Au final, cette idéologie est profondément liée à Québec
Solidaire. On a d'ailleurs entendu Françoise David dénoncer la
mauvaise foi du PQ et rappeler encore une fois que seul QS offrirait
de véritables forums citoyens. C'est donc encore une fois le
cul-de-sac réformiste.
Ce
qu'on peut comprendre de la conjoncture actuelle, c'est qu'au final,
l'État a ramené beaucoup de gens dans son enclos, dans le maintien
de son système et de ses institutions, et le discrédit du Parti
Libéral reste bien secondaire. On l'a malheureusement vu dans les
taux de participations plus élevées aux dernières élections, qui
servaient en plus dans le contexte particulier à légitimiser le
gouvernement. Ce processus a par ailleurs permis d'évacuer
complètement la dimension anticapitaliste du mouvement et sa frange
plus radicale, en ramenant le tout à un simple débat d'idée. On
peut même malheureusement penser que certaines personnes doutent à
savoir qu'au fond, c'est la concertation et les élections qui auront
été plus efficaces que la rue. Cela ne veut pas dire qu'il n'y a
pas eu d'acquis pendant la grève; la remise en cause d'une frange de
la bourgeoisie, la question de la prédominance de la légitimité
des assemmblées de type populaire versus la légalité des
institutions légales et le haut degré de combattivité qu'a pris
plusieurs événements sont des expériences importantes, qui,
souhaitons-le, seront transmises aux prochaines cohortes
d'étudiant-es.

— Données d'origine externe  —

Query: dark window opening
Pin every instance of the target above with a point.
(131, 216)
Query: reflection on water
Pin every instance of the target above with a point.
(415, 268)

Mais cette défaite à tirer des bilans politiques,
c'est aussi la nôtre; cela signifie que dans les grandes lignes, la
prochaine grève étudiante sera sensiblement une répétition,
probablement plus faible d'ailleurs, de la grève de 2012. Encore
aujourd'hui, il est important de rappeler que le débat ne doit pas
se situer entre « concertation ou contestation », mais
bien sur le terrain de la lutte des classes, en se demandant si nos
actions contribuent à défier le pouvoir bourgeois, son État et ses
lois, ou bien à l'inverse à le renforcir, même si cela se fait
derrière une position d'apparence critique.